Essendo queste righe una sorta di sua breve commemorazione, ne tralasciamo i molti difetti e i suoi peccatucci mondani, per ricordare che lui fu il Savoia “migliore” a portare questo doppio nome. Infatti il suo antenato, Vittorio Emanuele I, ebbe la sorte di riavere indietro, dopo il turbine della Rivoluzione Francese e la lunga meteora napoleonica, un regno più grande di quello che gli aveva lasciato il fratello Carlo Emanuele IV, che abdicò in suo favore, ma egli non seppe sfruttare i sentimenti popolari favorevoli, che vedevano in lui il ripristino della normalità, tanto da edificare, in onore del suo ritorno, la splendida chiesa neoclassica torinese dedicata alla Gran Madre di Dio. Un suo fidato e devoto suddito, che lui non seppe adeguatamente apprezzare, così lo definiva, con una visione ottocentesca dell’autorità: «Dopo alcun tempo giunse a cavallo il Re. […] Porta veramente in fronte il carattere di fisonomia dei Principi di Savoia. La bontà e la sincerità si leggono nei suoi tratti, ma nulla di più.

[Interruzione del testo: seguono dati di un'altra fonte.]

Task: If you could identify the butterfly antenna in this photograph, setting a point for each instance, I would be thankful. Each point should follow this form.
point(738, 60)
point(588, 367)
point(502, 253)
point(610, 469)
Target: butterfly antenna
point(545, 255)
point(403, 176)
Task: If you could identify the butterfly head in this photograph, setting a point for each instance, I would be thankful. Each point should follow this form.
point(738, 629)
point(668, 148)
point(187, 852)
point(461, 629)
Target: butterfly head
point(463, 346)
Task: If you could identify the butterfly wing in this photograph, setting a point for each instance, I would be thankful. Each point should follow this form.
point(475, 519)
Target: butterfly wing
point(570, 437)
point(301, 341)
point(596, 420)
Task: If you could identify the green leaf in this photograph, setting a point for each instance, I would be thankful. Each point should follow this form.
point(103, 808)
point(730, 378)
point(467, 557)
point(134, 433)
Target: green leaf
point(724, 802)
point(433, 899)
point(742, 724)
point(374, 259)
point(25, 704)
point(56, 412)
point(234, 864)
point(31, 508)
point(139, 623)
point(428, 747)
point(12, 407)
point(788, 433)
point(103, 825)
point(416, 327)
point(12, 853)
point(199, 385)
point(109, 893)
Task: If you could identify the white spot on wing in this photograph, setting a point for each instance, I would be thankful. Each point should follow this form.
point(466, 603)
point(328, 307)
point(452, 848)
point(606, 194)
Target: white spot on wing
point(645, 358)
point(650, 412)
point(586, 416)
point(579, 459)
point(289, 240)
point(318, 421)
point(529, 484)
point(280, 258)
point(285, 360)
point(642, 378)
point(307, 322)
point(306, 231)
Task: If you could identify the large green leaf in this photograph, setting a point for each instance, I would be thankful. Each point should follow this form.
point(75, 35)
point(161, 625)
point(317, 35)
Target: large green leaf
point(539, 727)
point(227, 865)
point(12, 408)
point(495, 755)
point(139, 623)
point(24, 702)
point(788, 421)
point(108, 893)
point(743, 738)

Un Re di debole capacità ha un solo mezzo di farsi riverire dalla sua armata ed è di presentarsi ai soldati dopo una giornata col cappello forato di palle nemiche. Mi smentiscano, se il ponno, tutti i prodi del mondo. Vittorio Emanuele, tu non sai, no, tu non sai regnare». Quel Vittorio, spaventato dall’evolversi della situazione del regno a seguito dei Moti rivoluzionari del 1821, che si svolsero proprio in marzo, non seppe assumersi le sue responsabilità, ma abdicò (vizio di famiglia) in favore del fratello Carlo Felice (detto “feroce”), che aprì una trista stagione di repressioni. Anche il terzo a portare lo stesso nome, dopo un discreto inizio di regno, ebbe gravi responsabilità e colpe immense, avallando di fatto la marcia su Roma del 1922, assecondando (promovendo?) la dittatura fascista, promulgando le famigerate legge razziali del ’38 e non opponendosi all’entrata in guerra nel ’40, come era invece nei suoi poteri, garantiti dallo Statuto Albertino, che era sempre in vigore. Anche lui abdicò, ma troppo tardi.
Vittorio Emanuele II, invece nel 1849, dopo l’abdicazione (tanto per cambiare) del padre Carlo Alberto sconfitto a Novara dagli austriaci, a soli diciannove anni si fece carico dei suoi obblighi di sovrano, non cancellò la costituzione e non ostacolò l’opera di rinnovamento del Piemonte che statisti cattolici e liberali come Balbo, Gioberti, D’Azeglio e soprattutto Cavour intrapresero. Nel 1859, pur nell’enfasi e nelle specifiche circostanze dell’epoca e, forse recitando un testo di Cavour “arrangiato” da Napoleone III, dichiarò di non essere: «insensibile al grido di dolore che da tante parti d’Italia si leva verso di noi». Al di là del particolare momento storico risorgimentale in cui fu pronunciata quella frase, il fatto che un capo di uno Stato sia attento alle richieste del popolo, neanche oggi è così scontato, neppure nelle moderne democrazie.
Fatte queste considerazioni, ora resterebbe solo di ricordare chi fosse quel devoto suddito che descriveva il “primo” Vittorio, a circa duecento anni dalla bozza della sua più importante opera politica, pubblicata incompiuta solo cento anni fa, nel 1920, ma questa sarà un’altra storia.